R828
Dad, i thank You that everything’s going to be alright. R828.
that night, as i was walking home. some weirdos was following me. made a detour, i was alright. got scared by stupid construction work, made me jumped but i was alright. met another weird man, asked me some weird questions, which i replied idk, got frightened again when he walked away, but stood still and stared at me. i was maddddd scared! saw the bus, purposely ran hopefully to catch it. it drove off one sec before i flagged. damn. looked into my wallet. no coins to take bus anyway. damn again. but i was alright, just plained irritated and pissed. continued walking home. reached home, safe. i was fine and good at the end of the day.
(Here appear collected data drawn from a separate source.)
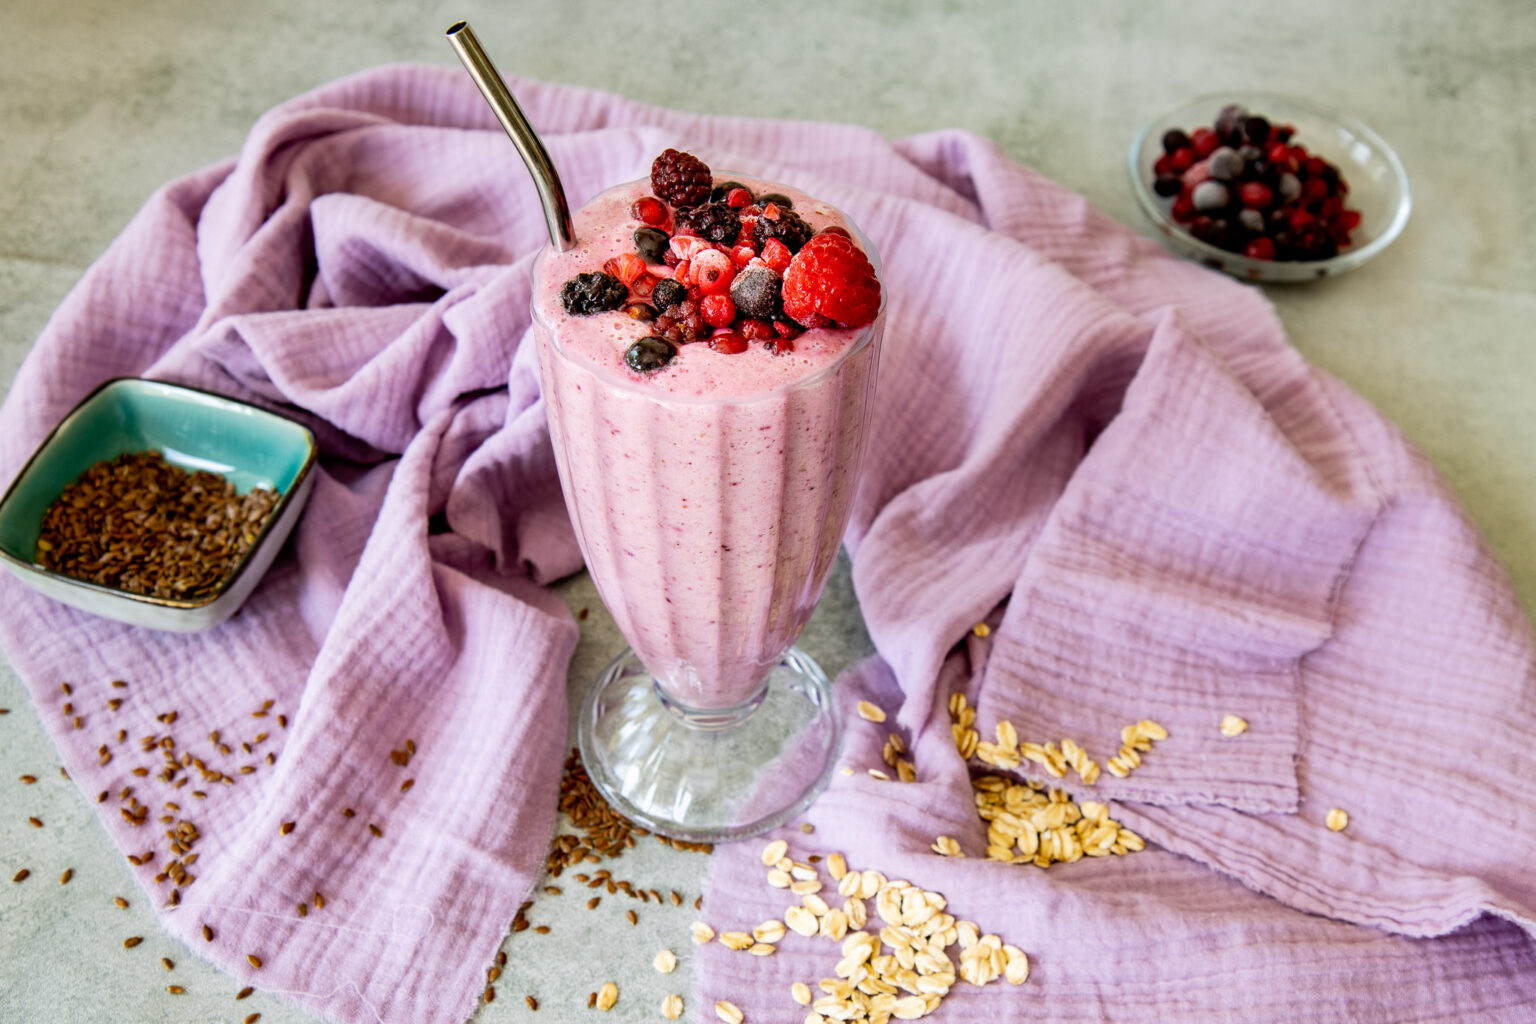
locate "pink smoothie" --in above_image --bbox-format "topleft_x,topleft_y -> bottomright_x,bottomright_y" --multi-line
532,175 -> 882,709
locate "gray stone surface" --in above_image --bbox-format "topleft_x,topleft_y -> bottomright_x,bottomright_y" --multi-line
0,1 -> 1532,1021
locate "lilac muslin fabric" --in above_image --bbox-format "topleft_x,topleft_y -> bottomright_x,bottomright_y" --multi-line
1,64 -> 1533,1023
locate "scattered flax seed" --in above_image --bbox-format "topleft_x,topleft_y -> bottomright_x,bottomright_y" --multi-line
400,779 -> 414,793
13,869 -> 30,883
800,822 -> 815,833
58,868 -> 73,884
661,993 -> 684,1019
279,821 -> 295,836
114,897 -> 129,909
297,903 -> 308,918
525,995 -> 538,1011
368,823 -> 383,838
1326,808 -> 1350,832
587,896 -> 602,910
533,925 -> 551,934
18,774 -> 36,784
670,890 -> 683,906
342,808 -> 355,818
313,891 -> 325,909
487,967 -> 501,983
543,886 -> 562,896
483,987 -> 495,1003
245,1015 -> 261,1024
626,909 -> 638,926
0,708 -> 8,714
61,682 -> 72,696
653,949 -> 678,974
167,985 -> 185,994
856,700 -> 887,723
596,981 -> 619,1011
587,992 -> 598,1009
714,1000 -> 744,1024
161,957 -> 175,971
236,986 -> 254,999
202,924 -> 214,942
123,937 -> 143,948
27,816 -> 43,828
1220,714 -> 1248,738
497,951 -> 507,967
246,953 -> 263,969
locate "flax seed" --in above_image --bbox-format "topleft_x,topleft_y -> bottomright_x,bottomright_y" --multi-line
236,986 -> 253,999
245,1015 -> 261,1024
13,869 -> 30,883
525,995 -> 538,1010
167,985 -> 184,994
368,823 -> 382,837
246,953 -> 263,969
161,957 -> 175,970
202,924 -> 214,942
123,937 -> 143,948
483,987 -> 495,1003
279,821 -> 294,836
58,868 -> 72,884
587,896 -> 601,910
626,909 -> 638,925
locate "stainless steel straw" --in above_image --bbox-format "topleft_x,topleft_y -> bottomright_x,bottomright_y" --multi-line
445,20 -> 577,252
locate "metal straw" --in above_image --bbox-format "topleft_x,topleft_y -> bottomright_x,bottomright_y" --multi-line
445,20 -> 577,252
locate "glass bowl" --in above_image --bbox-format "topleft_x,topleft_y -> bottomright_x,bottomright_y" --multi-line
0,378 -> 317,632
1128,91 -> 1411,282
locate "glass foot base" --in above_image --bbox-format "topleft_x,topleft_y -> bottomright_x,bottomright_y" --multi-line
577,646 -> 842,843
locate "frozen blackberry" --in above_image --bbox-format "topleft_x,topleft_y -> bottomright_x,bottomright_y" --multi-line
634,227 -> 670,264
728,265 -> 781,321
560,272 -> 628,315
753,207 -> 814,254
675,202 -> 742,245
651,149 -> 712,208
755,192 -> 794,210
625,336 -> 676,374
651,278 -> 686,310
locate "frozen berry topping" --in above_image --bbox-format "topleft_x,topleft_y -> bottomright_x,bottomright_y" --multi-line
729,265 -> 782,321
560,272 -> 628,315
675,201 -> 743,246
1150,103 -> 1359,262
624,336 -> 676,374
753,204 -> 815,254
552,150 -> 880,374
781,233 -> 882,329
651,149 -> 713,208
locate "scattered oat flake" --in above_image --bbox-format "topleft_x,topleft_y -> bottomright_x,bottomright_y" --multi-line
1220,714 -> 1248,737
760,838 -> 788,866
800,822 -> 815,833
791,981 -> 812,1005
662,993 -> 684,1019
596,981 -> 619,1010
690,921 -> 715,945
1326,808 -> 1349,832
856,700 -> 886,723
714,1000 -> 744,1024
653,948 -> 678,974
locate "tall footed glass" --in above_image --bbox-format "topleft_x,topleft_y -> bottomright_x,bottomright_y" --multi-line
532,179 -> 883,841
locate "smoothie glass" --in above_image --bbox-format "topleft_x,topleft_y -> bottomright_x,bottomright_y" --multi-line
532,187 -> 883,841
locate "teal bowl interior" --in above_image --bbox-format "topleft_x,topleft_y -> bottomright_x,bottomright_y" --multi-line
0,378 -> 315,568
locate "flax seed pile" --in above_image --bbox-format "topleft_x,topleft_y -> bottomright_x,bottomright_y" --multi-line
35,450 -> 279,600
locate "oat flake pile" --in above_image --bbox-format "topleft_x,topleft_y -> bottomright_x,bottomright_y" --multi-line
1,66 -> 1535,1024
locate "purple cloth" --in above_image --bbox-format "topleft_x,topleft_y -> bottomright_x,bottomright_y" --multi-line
1,64 -> 1533,1022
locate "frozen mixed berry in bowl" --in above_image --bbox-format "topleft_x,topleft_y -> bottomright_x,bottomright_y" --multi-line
1128,92 -> 1411,282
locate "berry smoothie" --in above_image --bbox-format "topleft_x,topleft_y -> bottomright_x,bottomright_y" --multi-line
532,152 -> 883,710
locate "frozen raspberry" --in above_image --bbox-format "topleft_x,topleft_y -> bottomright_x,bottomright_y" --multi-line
604,252 -> 647,288
729,266 -> 781,321
780,233 -> 882,330
560,273 -> 627,316
625,336 -> 676,373
669,235 -> 715,262
1239,182 -> 1274,209
753,205 -> 815,254
724,188 -> 753,209
650,149 -> 713,208
710,181 -> 749,204
652,299 -> 707,344
675,202 -> 742,245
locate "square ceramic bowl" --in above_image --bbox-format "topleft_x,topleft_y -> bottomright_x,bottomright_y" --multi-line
1129,91 -> 1411,282
0,378 -> 317,632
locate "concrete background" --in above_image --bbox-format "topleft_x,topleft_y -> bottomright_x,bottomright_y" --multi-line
1,1 -> 1532,1021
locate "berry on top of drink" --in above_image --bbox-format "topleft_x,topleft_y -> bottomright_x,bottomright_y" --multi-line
1151,104 -> 1361,262
557,150 -> 883,373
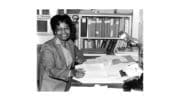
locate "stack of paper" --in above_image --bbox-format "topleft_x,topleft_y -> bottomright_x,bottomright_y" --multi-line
74,55 -> 143,83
this walk home reflects my life for the past two weeks. got scared, worried, lost, helpless. and times, i have to make detours because of the fear i had. but im still fine, im good. out of my own efforts, i worried, tried to made things better. it all didnt work (like hw i chased the damn bus for nothing). and then got irritated and pissed for nothing. now, like the end of the story, i’ve decided to continue walking home. resting in the finished work of Christ. knowing and believing that it’ll all turn out good, for me.
even the human you trust most and love most will fail you, but God, never fails, never leaves you nor forsake you. last week, i was pushed all the way to the end, realised everyone will fail and turned my eyes upon Jesus again.